Pytorch Basics

In this notebook we will convert the problem we solved usnig regression notebook into a classification problem instead. So we will assign each wine quality rating to a different class. So quality of 0 will belong to a different class to quality of 1.


The biggest difference between a regression solution and multi-class classification in terms of implementation is that now our model needs to output 10 values (1 for each quality rating) instead of just a single output. Also we will need to change our loss function.

In [None]:
# Import Pandas
import pandas as pd

# There are two datasets available, but we'll just work with the larger, white
# wine dataset. Feel free to play around with the red wine dataset.
red_wine_url = "https://archive.ics.uci.edu/ml/machine-learning-databases/wine-quality/winequality-red.csv"
white_wine_url = "https://archive.ics.uci.edu/ml/machine-learning-databases/wine-quality/winequality-white.csv"

# It's a single function call to load a dataset. CSV files typically use commas
# as delimiters between records, but our dataset uses semicolons so we had to
# specify it with the "delimiter" argument.
all_data = pd.read_csv(white_wine_url, delimiter=';')

print(type(all_data))

<class 'pandas.core.frame.DataFrame'>


In [None]:
target_column = "quality"

# TODO: Extract just the *input* features. Instead of specifying all of the features we
# want, we should drop the feature we *don't* want.
# x_data = ...

# SOLUTION LINE
x_data = all_data.drop(target_column, axis=1)

# TODO: Extract the target feature.

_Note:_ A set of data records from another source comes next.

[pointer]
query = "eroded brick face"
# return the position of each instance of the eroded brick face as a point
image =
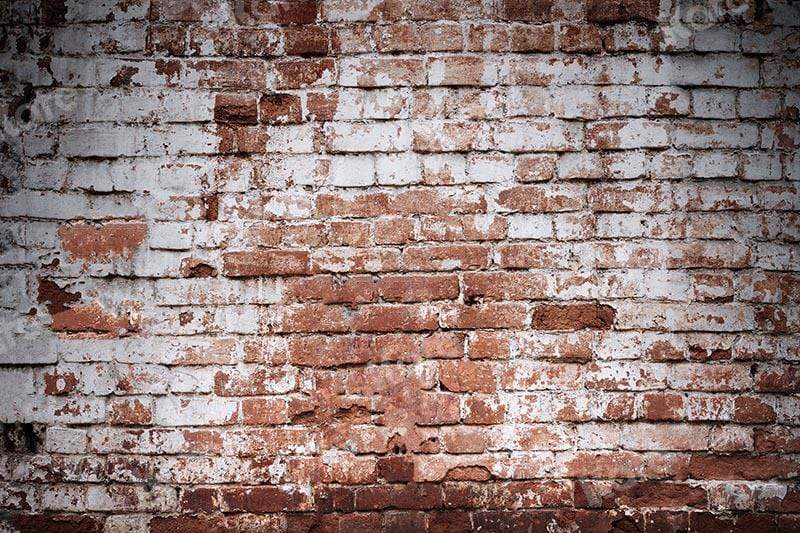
(399, 265)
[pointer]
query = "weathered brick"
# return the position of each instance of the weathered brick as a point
(383, 265)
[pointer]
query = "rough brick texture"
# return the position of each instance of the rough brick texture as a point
(399, 265)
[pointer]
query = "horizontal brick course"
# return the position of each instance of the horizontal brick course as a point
(399, 265)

We don't want a Series here, but a DataFrame
# with one column (see the above cell)
# y_data = ...

# SOLUTION LINE
y_data = all_data[[target_column]]

# If your implementation is correct the shape of y_data should be (4898, 1)
# So y_data is a 2D tensor containing 4898 examples and just 1 feature.
print("y_data shape:", y_data.shape) 

# Just like with tensors, we can print the shape
num_examples = x_data.shape[0]
num_input_features = x_data.shape[1]

# If your implementation is correct the number of samples should be 4898
print("Number of examples:", num_examples) 

# If your implementation is correct the number of input features should be 11
print("Number of input features:", num_input_features)

# If your implementation the shape of the x_data tensor should be (4898, 11)
# which means it is a 2D array where each row represents one example and each
# column represents one feature
print("x_data shape:", x_data.shape )

y_data shape: (4898, 1)
Number of examples: 4898
Number of input features: 11
x_data shape: (4898, 11)


In [None]:
# Import Torch and the dataset utilities we need
import torch
from torch.utils.data import DataLoader, Dataset, TensorDataset, random_split

# The percentages for each partition
TRAIN_SPLIT = 0.8
VAL_SPLIT = 0.1
TEST_SPLIT = 0.1
# Ensure that the splits add to 100%
assert TRAIN_SPLIT + VAL_SPLIT + TEST_SPLIT == 1


# TODO: Create two tensors and initialise them with x_data.values and y_data.values.
# The dtype should be torch.float32. DataFrame.values directly returns the 2D
# data in the dataframe, which is what Torch requires to initialise a tensor.
# x_tensor = ...
# y_tensor = ...

# SOLUTION LINE
x_tensor = torch.tensor(x_data.values, dtype=torch.float32)
# SOLUTION LINE
y_tensor = torch.tensor(y_data.values, dtype=torch.float32)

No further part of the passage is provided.